If you hold your nose it won’t taste so bad.
A very odd film that I’m perhaps giving an inflated grade. I must say that I was taken with its originality, although the pacing and flow is more like an old novel than a modern film. John Savage basically reprises his role from “The Deer Hunter” (this film, too, is set in industrial Pennsylvania) and we spend two hours focused on his dick. The more in love he is with his wife, the striking Nastassja Kinski, the more he is unable to perform as a man. Somehow a slaughterhouse with Bud Cort and Keith Carradine and a guitar get into the mix. Unique, un-boring, but kinda annoying. Ann didn’t like it at all.
A very clever, very entertaining celebration of middle class values.
If I were a pharmaceutical enthusiast, I would make this high on my list.
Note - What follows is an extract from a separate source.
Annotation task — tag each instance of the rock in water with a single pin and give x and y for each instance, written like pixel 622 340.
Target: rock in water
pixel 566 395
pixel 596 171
This definitely has that “beamed down from some greater intelligence” feel to it. Sort’ve a cross between “The Wizard of Oz,” “2001: A Space Odyssey,” “Wings of Desire” and Tarkovsky’s earlier “Solaris.” A writer and a scientist want to enter The Zone, an area blocked off by armed forces that may or may not contain a room which may or may not contain a meteor which may or may not fufill your deepest fantasy (which you may or may not even know about.) To navigate the Zone you need a Stalker — and the Stalker in our story is a nervous, sickly man who kinda resembles Mike White. They enter the Zone pretty quickly and. . .well. . .once they are in the Zone . . . things start happening. The Zone is a living thing (if you believe in the Zone at all) and the shortest distance to get anywhere is not a straight line. And the Zone is very wet. And there is cool music in the Zone. And a lot of sloooooow tracking shots. The Zone is awesome. The film was shot (on multiple stocks) in the wet fog of Estonia. . .and it sure works.
Perfectly observed character-driven story, and perhaps the best detailed work I’ve ever seen on the art of sycophancy. Nobody is 100% good or bad – though you certainly are rooting for the ignored teenage girl who just wants 15 minutes of her father’s time. The father, played by Jean-Pierre Bacri, is the French equivalent of Michael Ironside. I liked this even more than Jaoui’s first film “The Taste of Others.” And that’s saying something.
The spirit of Stuttering John is alive and well.
There is nothing as masculine as refusing novocaine during a cavity filling. I’m ready to go kick some ass.